Subject Indexing and Classification, 2002–2007

A close review of the articles published in Cataloging & Classification Quarterly and Library Resources & Technical Services supplemented by topical searches of other sources for the period 2002–2007 demonstrates a steady stream of research literature related to subject representation. This broad topic embraces both subject indexing (the use of controlled vocabularies for subject access) and classification (in the narrow sense of the application of hierarchical schemes—using classmarks and/or call numbers—for organizing knowledge according to subject content). Complicating matters, some authors used the term “classification” more broadly to refer to subject representation as a whole, and their essays are here addressed in the subject indexing section.

Subject Indexing

The literature on subject indexing can be grouped into four main clusters: theoretical articles; reports and studies supporting use of controlled vocabularies; critiques and revisions of the Library of Congress Subject Headings (LCSH); and discussions of approaches and challenges to achieving multilingual subject access.

Theoretical Articles

The principle of specificity in subject indexing recurred as a common concern in several of the theoretical articles, either directly or as extrapolated into discussions about controlled vocabularies versus machine indexing.

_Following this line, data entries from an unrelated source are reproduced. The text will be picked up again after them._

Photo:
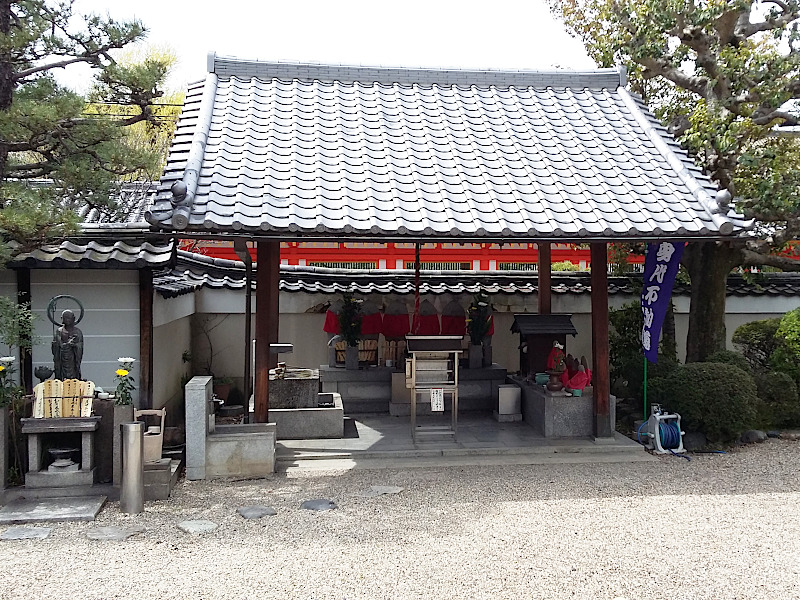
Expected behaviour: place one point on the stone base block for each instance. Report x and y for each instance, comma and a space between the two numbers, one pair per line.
309, 423
41, 479
509, 399
506, 418
246, 450
160, 478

Mai (2003) contrasted general and special classification schemes (using the term “classification” to refer to all subject representation) and maintained that both types will remain relevant, despite the ever-increasing difficulty of establishing interoperability between them. Marshall (2003) addressed the principle of specificity for subject headings more directly, asserting that “assigning both specific and generic subject headings to a work would enhance the subject accessibility,” while acknowledging the diminution of subject heading consistency and collocation that would result (59). Naun (2006) identified objectivity, or impartiality, as a central principle of subject representation inherited from print culture, embodied in the “pragmatic rule of specific entry” (93).

In the most interesting of the theoretical articles, Hanson (2004) interpreted the recent de-emphasis on traditional subject analysis and classification stemming from the rise of automated full–text indexing as illustrating the shift from a modernist structured worldview to one of postmodernist indeterminacy. Far from decrying this shift, Hanson cited legal research and interdisciplinary studies as among the areas that have most prospered from the increased flexibility and creativity made possible by full-text searching. Denda (2005) similarly judged traditional controlled vocabularies to be insufficiently flexible to provide access to materials in women’s studies and other interdisciplinary fields, and advocated the creation (apparently by subject specialists or reference librarians rather than catalogers) of subject ontologies for these fields.

Reports and Studies Supporting Use of Controlled Vocabularies

Taylor and Joudrey (2002) stressed the continuing importance for all librarians of understanding controlled vocabulary use in subject access, and described their pedagogical approach to teaching subject cataloging. Miller, Olson and Layne (2005) summed up the best practices in subject reference structures gleaned from ten years of work by the ALCTS CCS Subject Analysis Committee, adding an appendix detailing the committee’s specific recommendations for providing access to and display of reference structures in online catalogs. The contribution of new headings to LCSH was aided by the appearance of the second edition of the SACO participants’ manual (SACO 2007).

Several studies explored the results of actual subject searches in particular online catalogs. Graham (2004) examined catalog transaction logs to identify subject searches that yielded no hits and then created new authority record cross-references to improve future results for these searches, suggesting that a cross-reference structure based on “use warrant” might prove more useful than the current policy of requiring citations for all cross-references, i.e., “literary warrant.”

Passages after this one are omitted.